Die Erfindung betrifft eine Behälter-Wechselvorrichtung zur Aufnahme eines Behälters, insbesondere mit in einer Montagelinie zu montierenden Bauteilen, und zum Transport des Behälters zwischen einer Beladestation und einer zumindest in etwa auf dem Niveau der Beladestation liegenden Bauteile-Wechselstation, in welcher ein Handhabungsgerät die Bauteile in dem Behälter greifen oder Bauteile in ihn ablegen kann.

Behälter mit in einer Montagelinie zu montierenden Bauteilen werden meist mit Gabelstaplern in eine Beladestation neben der Montagelinie abgesetzt und von dort mittels einer Behälter-Wechselvorrichtung in eine Bauteile-Wechselstation bewegt, welche im Greifbereich eines Roboterarmes liegt. Nach dem Entleeren des Behälters wird dieser zu einer Seite hin in eine Entladeposition und ein neuer, voller Behälter aus der Beladeposition in die Bauteile-Wechselstation bewegt. Wichtig ist hierbei, daß in Beladeposition stets ein voller Behälter bereitsteht, damit durch den Behälterwechsel keine Produktionspause eintreten kann, und daß der volle Behälter während des Leerens des zuvor zugeführten vollen Behälters in die Beladestation abgesetzt werden kann. Dadurch hat der Stapelfahrer zum Anliefern des vollen Behälters hierfür genügend Zeit.

Der zur Verfügung stehende Platz wird bei modernen Montagelinien immer geringer, da immer mehr automatische Montageeinrichtungen auf engem Raum und die Fertigung mehrerer Typvarianten auf einer Montagelinie vorgesehen werden und da der Platzbedarf einen wesentlichen Kostenfaktor darstellt.

Ähnliche Probleme wie bei Montagelinien treten auch bei der Anlieferung und Abfuhr von Einzelteilen bei Fertigungslinien, beispielsweise in der Automobilindustrie beim Betrieb von Blechpressen auf. Auch wenn Fahrzeuge automatisch demontiert werden, sind die zu lösenden Platzprobleme vergleichbar.

In der Offenlegungsschrift DE 34 24 988 A1 wird eine Vorrichtung zum Zuführen von Gegenständen beschrieben, bei der diese in stapelbaren Trägern untergebracht sind. Die Träger werden in einem Stapel der Vorrichtung zugeführt, worauf der oberste Träger seitlich vom Stapel in eine neben dem Stapel befindliche Position geschoben wird, in der ihm von einem Roboter die Gegenstände entnommen werden. Sobald der Träger entleert ist, wird er heruntergefahren und unter den angehobenen Stapel geschoben. Auf die Weise rotieren die Träger durch den Stapel, bis alle entleert sind, worauf sie der Vorrichtung als Stapel entnommen werden. Nachteilig an der Vorrichtung ist, dass zwei Hubvorrichtungen benötigt werden.

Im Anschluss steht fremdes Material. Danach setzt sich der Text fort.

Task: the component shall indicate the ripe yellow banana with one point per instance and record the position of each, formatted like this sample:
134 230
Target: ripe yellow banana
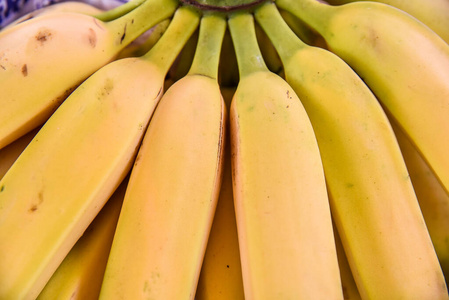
170 202
10 153
69 6
433 199
44 59
403 62
433 13
350 291
372 199
62 179
286 241
221 272
80 275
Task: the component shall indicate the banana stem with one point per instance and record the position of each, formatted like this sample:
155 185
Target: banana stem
207 53
243 33
312 12
119 10
282 37
137 21
164 53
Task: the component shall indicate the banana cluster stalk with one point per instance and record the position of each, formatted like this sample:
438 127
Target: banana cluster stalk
284 224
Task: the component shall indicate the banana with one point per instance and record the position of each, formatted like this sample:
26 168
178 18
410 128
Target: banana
268 51
433 199
144 42
373 202
80 274
183 62
172 194
350 291
221 272
69 6
42 60
403 62
79 157
285 233
10 153
433 13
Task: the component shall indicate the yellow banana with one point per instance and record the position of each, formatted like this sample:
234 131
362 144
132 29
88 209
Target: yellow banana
433 13
69 6
10 153
221 272
306 34
433 199
62 179
170 202
286 241
372 199
44 59
80 274
403 62
350 291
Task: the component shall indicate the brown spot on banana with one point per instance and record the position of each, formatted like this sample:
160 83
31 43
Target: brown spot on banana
92 37
43 35
35 206
25 70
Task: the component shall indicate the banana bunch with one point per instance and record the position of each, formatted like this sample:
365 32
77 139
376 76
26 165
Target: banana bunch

Der Erfindung liegt das Problem zugrunde, eine Behälter-Wechselvorrichtung der eingangs genannten Art so auszubilden, daß das Zuführen und Abführen von Behältern ohne Verzögerung des Produktionsablaufs möglich wird und die möglichst platzsparend angeordnet werden kann.

Dieses Problem wird erfindungsgemäß dadurch gelöst, daß die Behälter-Wechselvorrichtung ein Gestell mit einer Entladestation zur Aufnahme eines von der Bauteile-Wechselstation kommenden Behälters oberhalb ihrer Beladestation hat, daß an dem Gestell ein Heber höhenverfahrbar zwischen der Bauteile-Wechselstation und der Entladestation angeordnet ist und daß Mittel zum Bewegen der Behälter von der Beladestation auf den Heber in die Bauteile-Wechselstation und von dem Heber zur Entladestation vorgesehen sind.

Die Vorteile einer solchen Behälter-Wechselvorrichtung werden nachfolgend am Beispiel einer Behälter-Wechselvorrichtung für eine Montagelinie erläutert. Durch die erfindungsgemäße Behälter-Wechselvorrichtung wird der bisher erforderliche Platz neben der Beladestation für entleerte Behälter eingespart. Durch den Heber kann ein leergewordener Behälter jeweils in die Entnahmestation oberhalb der Beladestation gebracht werden, wo der Stapelfahrer diesen aufnehmen kann. Der Behälterwechsel gestaltet sich für den Stapelfahrer sogar einfacher und rascher als bisher, weil er nach dem Absetzen des vollen Behälters zur Aufnahme des leeren Behälters seine Position nicht wesentlich verändern, sondern nur die Gabel hochfahren muß. Ein weiterer Vorteil der erfindungsgemäßen Behälter-Wechselvorrichtung liegt darin, daß die Behälter in der Entnahmestation durch den Heber in eine für den Roboterarm optimale Höhe bewegt werden können.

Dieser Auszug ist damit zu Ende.